Domingo 10º del Tiempo Ordinario
(8 de junio de 2008)
(8 de junio de 2008)
(Mateo 9, 9-13)
En aquel tiempo, vio Jesús a un hombre llamado Mateo sentado al mostrador de los impuestos, y le dijo:
-Sígueme.
El se levantó y lo siguió.
Y estando en la mesa en casa de Mateo, muchos publicanos y pecadores, que habían acudido, se sentaron con Jesús y sus discípulos.
Los fariseos, al verlo, preguntaron a los discípulos:
-¿Por qué vuestro maestro come con pecadores?
Jesús lo oyó y dijo:
Las personas que están sanas no necesitan médico, sino los enfermos. Andad, aprended lo que significa «misericordia quiero y no sacrificios»: que no he venido a llamar a los justos, sino a los pecadores.
Jesús pasa, nos mira, nos urge al seguimiento a todos, todos los días, a todas las horas, dentro de nuestra vida cotidiana, de nuestras relaciones profesionales, sociales, familiares, eclesiales...
Espera que nos levantemos, nos pongamos en movimiento, con una respuesta rápida y sin condiciones.
Espera que nos levantemos, nos pongamos en movimiento, con una respuesta rápida y sin condiciones.

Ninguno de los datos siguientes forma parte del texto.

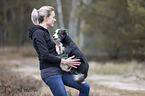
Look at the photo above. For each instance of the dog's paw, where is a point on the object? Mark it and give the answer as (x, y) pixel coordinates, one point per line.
(65, 68)
(79, 77)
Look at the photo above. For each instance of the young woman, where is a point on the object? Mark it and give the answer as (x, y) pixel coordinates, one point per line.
(51, 73)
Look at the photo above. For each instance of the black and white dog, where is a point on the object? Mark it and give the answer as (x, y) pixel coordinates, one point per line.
(71, 49)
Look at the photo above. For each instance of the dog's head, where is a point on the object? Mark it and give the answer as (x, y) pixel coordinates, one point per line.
(59, 34)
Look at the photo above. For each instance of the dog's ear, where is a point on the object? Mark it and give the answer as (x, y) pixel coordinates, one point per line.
(66, 31)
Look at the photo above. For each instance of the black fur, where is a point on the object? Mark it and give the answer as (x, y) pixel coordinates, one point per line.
(71, 49)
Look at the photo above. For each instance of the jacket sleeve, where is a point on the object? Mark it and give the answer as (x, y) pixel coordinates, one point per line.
(43, 52)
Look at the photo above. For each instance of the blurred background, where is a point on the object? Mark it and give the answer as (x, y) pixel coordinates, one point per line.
(105, 28)
(109, 32)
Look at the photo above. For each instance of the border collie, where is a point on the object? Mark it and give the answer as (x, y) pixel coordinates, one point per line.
(71, 49)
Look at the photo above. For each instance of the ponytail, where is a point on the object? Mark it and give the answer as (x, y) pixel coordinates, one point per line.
(35, 16)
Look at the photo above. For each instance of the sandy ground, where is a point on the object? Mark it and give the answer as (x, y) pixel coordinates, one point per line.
(101, 85)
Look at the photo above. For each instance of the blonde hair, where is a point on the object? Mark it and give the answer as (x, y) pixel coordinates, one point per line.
(37, 16)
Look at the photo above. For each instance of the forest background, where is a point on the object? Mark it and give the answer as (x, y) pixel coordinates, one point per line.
(103, 28)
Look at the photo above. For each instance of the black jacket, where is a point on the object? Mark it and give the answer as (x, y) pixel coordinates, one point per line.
(44, 46)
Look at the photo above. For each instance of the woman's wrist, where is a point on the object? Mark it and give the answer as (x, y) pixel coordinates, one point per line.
(63, 61)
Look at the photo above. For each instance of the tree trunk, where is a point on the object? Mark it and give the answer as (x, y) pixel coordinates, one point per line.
(73, 24)
(60, 14)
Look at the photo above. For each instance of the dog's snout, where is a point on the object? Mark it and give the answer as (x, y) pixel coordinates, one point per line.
(53, 36)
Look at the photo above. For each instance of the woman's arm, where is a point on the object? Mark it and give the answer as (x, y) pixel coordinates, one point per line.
(71, 62)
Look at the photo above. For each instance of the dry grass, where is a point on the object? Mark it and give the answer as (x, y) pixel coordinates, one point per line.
(12, 84)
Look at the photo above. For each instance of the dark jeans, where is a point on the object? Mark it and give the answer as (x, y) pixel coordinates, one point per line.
(56, 84)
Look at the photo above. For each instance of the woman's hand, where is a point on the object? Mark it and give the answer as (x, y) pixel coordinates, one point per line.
(71, 62)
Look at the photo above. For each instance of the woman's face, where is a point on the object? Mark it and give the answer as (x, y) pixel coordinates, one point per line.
(51, 19)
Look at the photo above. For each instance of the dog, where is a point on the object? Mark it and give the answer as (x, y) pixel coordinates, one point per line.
(71, 49)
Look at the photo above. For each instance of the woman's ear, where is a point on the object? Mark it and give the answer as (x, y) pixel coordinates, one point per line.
(45, 18)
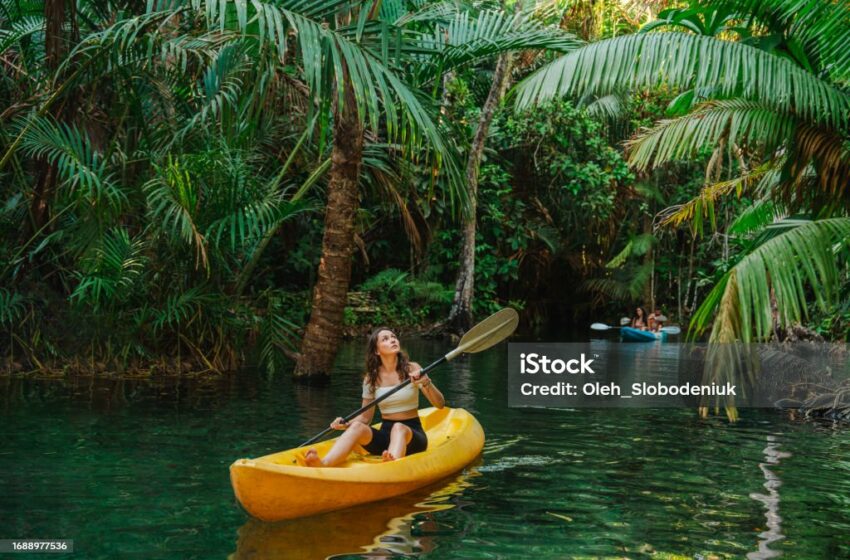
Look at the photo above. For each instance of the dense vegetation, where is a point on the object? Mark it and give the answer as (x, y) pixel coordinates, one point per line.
(200, 185)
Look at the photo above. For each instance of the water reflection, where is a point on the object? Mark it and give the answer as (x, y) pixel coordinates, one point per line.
(772, 456)
(399, 526)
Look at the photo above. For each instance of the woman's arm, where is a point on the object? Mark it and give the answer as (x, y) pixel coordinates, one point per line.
(367, 415)
(434, 396)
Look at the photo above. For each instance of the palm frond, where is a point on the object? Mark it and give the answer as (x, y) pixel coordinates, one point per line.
(111, 270)
(179, 309)
(685, 61)
(626, 285)
(822, 27)
(776, 271)
(173, 200)
(468, 37)
(702, 207)
(251, 221)
(636, 246)
(738, 122)
(12, 306)
(80, 165)
(18, 30)
(756, 217)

Mateo necesita celebrar, con un banquete, la invitación al seguimiento. Jesús comparte mesa con personas de mala reputación, lo que supone acogida, cercanía, amistad, perdón, fraternidad... y compartir la mesa equivale a compartir la vida. Las palabras y actuaciones de Jesús tienen mucho de provocación para las personas que se creen justas, de todos los tiempos. El Dios de Jesús está con las personas mal vistas, la gente sencilla y pobre. Sus comidas son Buena Noticia, anticipación del Reino: una mesa abierta a todos.
La misión de Jesús no tiene como destinatarias a las personas que se sienten autosuficientes y se creen en posesión de la verdad, sino a quienes reconocen su situación de “enfermedad”. El Dios de Jesús acoge, comprende, está cerca, transforma en discípulos. Jesús, con sus palabras y sus obras, nos da una nueva definición de la divinidad: Dios es Médico, el que se dedica a curar y a salvar.
Jesús repite una vez más que lo que agrada a Dios no es el culto vacío, ni los ritos externos, sino la práctica compasiva del amor y la justicia con los demás. El camino para llegar a Dios es la ternura y la misericordia.